Phil Johnson, over at Pyromaniacs, has written a little critique of artificial passion in the church (here). He is critical of that whipped up, for its own sake, temporary, fluffy passion. Johnson hits upon something important, but what exactly is it?

Consider, for a moment, a passion for cupcakes. One might be passionate about cupcakes, committed to them with one’s whole heart, believing that cupcakes are, in fact, the best combination of sugar, butter, flour and eggs that is humanly achievable. One might be so passionate that one seeks to share the marvel of the cupcake with anyone who will take a bite.

But even being that passionate about cupcakes does not preclude the alternative - that a Victoria sponge cake is something one could be equally passionate about and that there would be nothing wrong with this. It must be conceded that it is at least possible for such a passion for Victoria sponge to be justified, even if one cannot personally see how a Victoria sponge cake could beat, say, a baby pink chocolate Georgetown cupcake. One's passion may be all consuming, but it is really just an extreme preference for cupcake.

And if it is possible for another person to have a passion for Victoria sponge then it is equally possible for one's own undying love for cupcakes to be replaced with a passion for another form of dessert. In other words, there is nothing intrinsic to passion, of this kind, that precludes the possibility of a change of allegiance  Moreover, there is nothing about this kind of passion that makes it somehow wrong to swap allegiances -  inconsistent, perhaps, but not wrong.

The kind of passion that the Christian should posses, on the other hand, is the kind which considers no alternatives possible. This is not to say that alternatives are not presented as if they are possible; only that the alternatives themselves are dependent upon the truth of Christianity.

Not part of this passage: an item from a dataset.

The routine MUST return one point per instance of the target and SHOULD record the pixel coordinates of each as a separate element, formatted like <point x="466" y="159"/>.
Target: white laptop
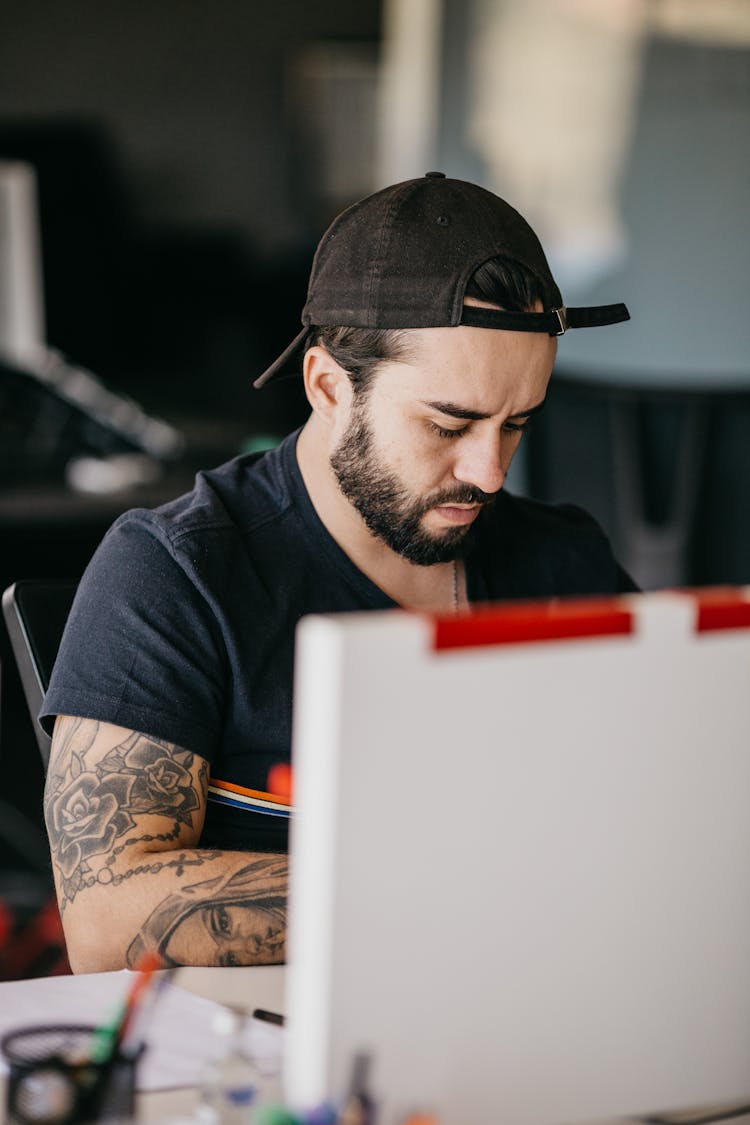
<point x="521" y="860"/>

It is possible to come up with an alternative conceptually, but that is only possible because Christianity is true. This kind of passion not only prefers the Biblical view, but considers all others to be immoral, hostile to truth and dependent upon the truth of scripture for their very existence.

This is what undergirds Paul's speech to the Athenians (here). Paul is asked to speak about his strange view that Jesus was raised from the dead. Instead of presenting a passionate plea for the Athenians to join him in his belief, Paul explains that the Athenian propensity to make idols (the "temple of the unknown god") is only possible since the Old Testament is true. When he finally gets round to saying anything about the resurrection Paul calls it a sign of judgement on the Athenians for their unbelief.